This patch addresses the problem of tasks that preempt their children when
they're forking, wasting cpu cycles until they get demoted to a priority where
they no longer preempt their child. Although this has been said to be a design
flaw in the applications, it can cause sustained periods of starvation due to
this coding problem, and the more I looked, the more examples I found of this
happening.
Tasks now cannot preempt their own children. This speeds up the startup of
child applications (eg pgp signed email).
This change has allowed tasks to stay at higher priority for much longer so
the sleep avg decay of high credit tasks has been changed to match the rate of
rise during periods of sleep (which I wanted to do originally but was limited
by the first problem). This makes for much more sustained interactivity at
extreme loads, and much less X jerkiness.
Con
Patch against 2.6.0-test3-mm1:
--- linux-2.6.0-test3-mm1-O14.1/kernel/sched.c 2003-08-12 22:04:13.000000000 +1000
+++ linux-2.6.0-test3-mm1/kernel/sched.c 2003-08-12 22:03:47.000000000 +1000
@@ -620,8 +620,13 @@ repeat_lock_task:
__activate_task(p, rq);
else {
activate_task(p, rq);
- if (TASK_PREEMPTS_CURR(p, rq))
- resched_task(rq->curr);
+ /*
+ * Parents are not allowed to preempt their
+ * children
+ */
+ if (TASK_PREEMPTS_CURR(p, rq) &&
+ p != rq->curr->parent)
+ resched_task(rq->curr);
}
success = 1;
}
@@ -1124,7 +1129,7 @@ static inline void pull_task(runqueue_t
* Note that idle threads have a prio of MAX_PRIO, for this test
* to be always true for them.
*/
- if (TASK_PREEMPTS_CURR(p, this_rq))
+ if (TASK_PREEMPTS_CURR(p, this_rq) && p != this_rq->curr->parent)
set_need_resched();
}
@@ -1493,9 +1498,8 @@ need_resched:
* priority bonus
*/
if (HIGH_CREDIT(prev))
- run_time /= (MAX_BONUS + 1 -
- (NS_TO_JIFFIES(prev->sleep_avg) * MAX_BONUS /
- MAX_SLEEP_AVG));
+ run_time /= ((NS_TO_JIFFIES(prev->sleep_avg) * MAX_BONUS /
+ MAX_SLEEP_AVG) ? : 1);
spin_lock_irq(&rq->lock);
Con Kolivas <[email protected]> writes:
> Patch against 2.6.0-test3-mm1:
I'd appreciate patches against the previous version, in this case
O14.1, as well as the full patch. Would this require much work?
--
M?ns Rullg?rd
[email protected]
On Tue, 2003-08-12 at 14:36, M?ns Rullg?rd wrote:
> Con Kolivas <[email protected]> writes:
>
> > Patch against 2.6.0-test3-mm1:
>
> I'd appreciate patches against the previous version, in this case
> O14.1, as well as the full patch. Would this require much work?

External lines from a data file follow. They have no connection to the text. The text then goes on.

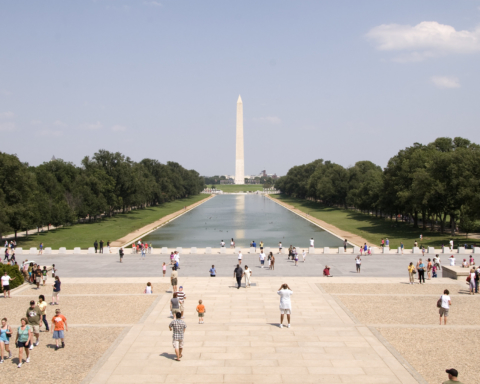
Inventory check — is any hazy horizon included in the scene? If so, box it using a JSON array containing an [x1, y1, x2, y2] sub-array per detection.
[[0, 0, 480, 176]]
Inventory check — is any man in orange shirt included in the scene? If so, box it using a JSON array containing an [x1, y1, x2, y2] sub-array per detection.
[[197, 300, 206, 324], [52, 309, 68, 350]]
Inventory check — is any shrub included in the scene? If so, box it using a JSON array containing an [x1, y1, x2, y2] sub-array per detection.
[[0, 264, 23, 292]]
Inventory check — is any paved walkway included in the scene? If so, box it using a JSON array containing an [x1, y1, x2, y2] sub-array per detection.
[[86, 277, 418, 384]]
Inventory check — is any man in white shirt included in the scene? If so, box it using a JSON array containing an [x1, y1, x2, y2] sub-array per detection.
[[259, 251, 265, 268], [277, 284, 293, 328], [438, 289, 452, 325], [2, 271, 15, 299]]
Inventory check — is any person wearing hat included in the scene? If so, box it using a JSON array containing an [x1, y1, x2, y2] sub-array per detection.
[[26, 300, 42, 349], [442, 368, 463, 384], [51, 308, 68, 351]]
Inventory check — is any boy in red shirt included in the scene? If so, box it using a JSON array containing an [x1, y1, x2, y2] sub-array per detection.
[[52, 309, 68, 350]]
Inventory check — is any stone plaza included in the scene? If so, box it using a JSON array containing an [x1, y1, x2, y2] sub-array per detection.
[[0, 253, 480, 384]]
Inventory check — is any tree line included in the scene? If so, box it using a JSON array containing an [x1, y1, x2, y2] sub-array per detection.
[[275, 137, 480, 234], [0, 150, 204, 236]]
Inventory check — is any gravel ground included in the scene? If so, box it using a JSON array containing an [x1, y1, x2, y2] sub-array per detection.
[[318, 282, 468, 295], [0, 327, 123, 384], [0, 295, 158, 325], [15, 281, 171, 301], [336, 294, 480, 325], [378, 328, 480, 384]]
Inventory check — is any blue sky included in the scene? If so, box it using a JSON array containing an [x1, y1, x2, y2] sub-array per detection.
[[0, 0, 480, 175]]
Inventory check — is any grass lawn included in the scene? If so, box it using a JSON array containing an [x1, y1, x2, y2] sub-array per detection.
[[215, 184, 263, 193], [11, 194, 210, 249], [271, 195, 480, 248]]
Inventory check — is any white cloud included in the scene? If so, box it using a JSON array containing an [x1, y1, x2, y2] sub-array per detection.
[[143, 1, 163, 7], [366, 21, 480, 61], [253, 116, 282, 124], [112, 125, 127, 132], [53, 120, 67, 127], [0, 121, 15, 132], [80, 121, 103, 131], [0, 111, 15, 119], [37, 129, 63, 137], [430, 76, 460, 89]]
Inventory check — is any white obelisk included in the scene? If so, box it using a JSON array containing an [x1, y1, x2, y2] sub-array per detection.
[[235, 96, 245, 184]]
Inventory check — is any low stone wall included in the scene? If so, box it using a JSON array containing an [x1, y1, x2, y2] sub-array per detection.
[[10, 246, 480, 255]]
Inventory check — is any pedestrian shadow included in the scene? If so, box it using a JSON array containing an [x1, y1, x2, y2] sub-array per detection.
[[160, 352, 177, 360]]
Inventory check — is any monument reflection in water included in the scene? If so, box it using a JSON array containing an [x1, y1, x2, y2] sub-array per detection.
[[142, 194, 343, 249]]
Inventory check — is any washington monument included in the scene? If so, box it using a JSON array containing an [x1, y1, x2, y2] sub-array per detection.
[[235, 96, 245, 184]]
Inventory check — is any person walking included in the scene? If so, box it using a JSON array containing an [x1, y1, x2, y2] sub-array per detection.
[[243, 265, 252, 288], [37, 295, 50, 332], [42, 265, 48, 286], [233, 264, 243, 289], [417, 259, 425, 284], [277, 284, 293, 328], [2, 271, 15, 299], [50, 276, 62, 305], [52, 308, 68, 351], [25, 300, 42, 349], [170, 266, 178, 292], [208, 264, 217, 277], [442, 368, 463, 384], [427, 259, 433, 280], [437, 289, 452, 325], [0, 317, 12, 364], [468, 268, 476, 295], [143, 282, 153, 295], [170, 292, 182, 319], [177, 287, 187, 319], [258, 252, 265, 268], [15, 317, 33, 368], [196, 300, 207, 324], [168, 313, 187, 361], [355, 255, 362, 273], [407, 262, 417, 284]]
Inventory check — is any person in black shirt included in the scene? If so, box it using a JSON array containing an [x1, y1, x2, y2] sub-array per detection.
[[233, 264, 243, 289]]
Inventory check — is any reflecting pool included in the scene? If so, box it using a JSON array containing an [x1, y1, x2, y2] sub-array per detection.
[[143, 194, 343, 248]]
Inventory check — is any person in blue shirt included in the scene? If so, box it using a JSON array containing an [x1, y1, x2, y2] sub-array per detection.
[[209, 265, 217, 277]]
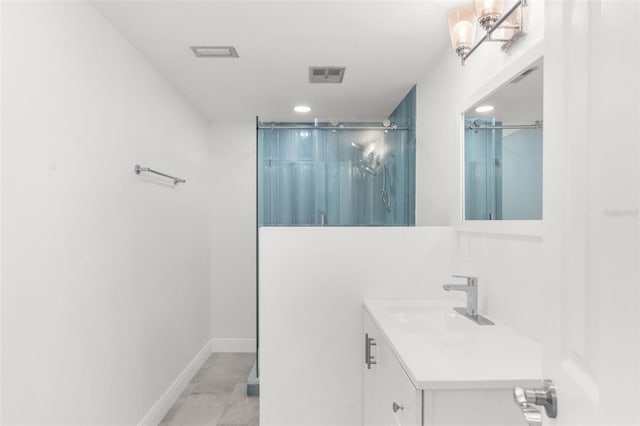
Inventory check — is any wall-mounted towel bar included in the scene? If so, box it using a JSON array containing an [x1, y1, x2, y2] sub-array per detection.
[[133, 164, 187, 185]]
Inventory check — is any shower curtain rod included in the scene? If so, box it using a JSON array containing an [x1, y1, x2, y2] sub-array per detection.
[[258, 124, 409, 130], [465, 121, 542, 130]]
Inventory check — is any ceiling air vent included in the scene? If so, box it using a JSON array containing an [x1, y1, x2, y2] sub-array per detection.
[[309, 67, 345, 83], [191, 46, 238, 58], [510, 67, 538, 83]]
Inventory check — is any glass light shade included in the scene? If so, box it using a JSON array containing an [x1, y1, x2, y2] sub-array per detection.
[[491, 13, 520, 40], [473, 0, 504, 21], [449, 4, 476, 52]]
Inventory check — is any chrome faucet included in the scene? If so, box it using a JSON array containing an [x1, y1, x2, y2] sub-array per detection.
[[442, 275, 493, 325]]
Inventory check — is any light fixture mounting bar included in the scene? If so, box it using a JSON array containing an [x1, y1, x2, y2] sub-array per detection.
[[460, 0, 527, 66]]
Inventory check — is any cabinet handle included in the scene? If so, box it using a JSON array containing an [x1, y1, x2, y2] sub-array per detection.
[[364, 333, 369, 365], [364, 333, 376, 370]]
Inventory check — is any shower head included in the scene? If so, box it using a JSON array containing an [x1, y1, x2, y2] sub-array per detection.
[[351, 142, 384, 176]]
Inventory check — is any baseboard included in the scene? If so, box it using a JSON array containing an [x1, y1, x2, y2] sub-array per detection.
[[138, 339, 256, 426], [138, 341, 211, 426], [209, 339, 256, 353]]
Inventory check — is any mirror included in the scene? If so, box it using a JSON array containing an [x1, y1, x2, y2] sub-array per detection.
[[464, 59, 543, 220]]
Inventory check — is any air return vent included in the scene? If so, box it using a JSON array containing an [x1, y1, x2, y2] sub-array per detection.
[[510, 67, 538, 83], [309, 67, 345, 83], [191, 46, 238, 58]]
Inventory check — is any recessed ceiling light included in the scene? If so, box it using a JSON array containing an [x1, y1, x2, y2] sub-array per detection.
[[191, 46, 238, 58], [476, 105, 493, 112]]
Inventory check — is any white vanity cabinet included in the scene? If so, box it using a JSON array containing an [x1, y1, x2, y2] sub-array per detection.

2.6.0-test3-mm1 does already have O14.1, so you can apply O15 on top of
what you have. Also, look at http://kernel.kolivas.org/2.5. There you
will find patches against vanilla 2.6.
On Tue, 12 Aug 2003 22:36, M?ns Rullg?rd wrote:
> Con Kolivas <[email protected]> writes:
> > Patch against 2.6.0-test3-mm1:
>
> I'd appreciate patches against the previous version, in this case
> O14.1, as well as the full patch. Would this require much work?
2.6.0-test3-mm1 already contains O14.1
Other split patches can be found here:
http://kernel.kolivas.org/2.5
The split patches for >O14 on test3 vanilla do not work at the moment I'm
afraid. It is much easier to maintain the patches against the one tree.
Con
I'm getting some pretty bad starvation on 2.6.0-test3-mm1...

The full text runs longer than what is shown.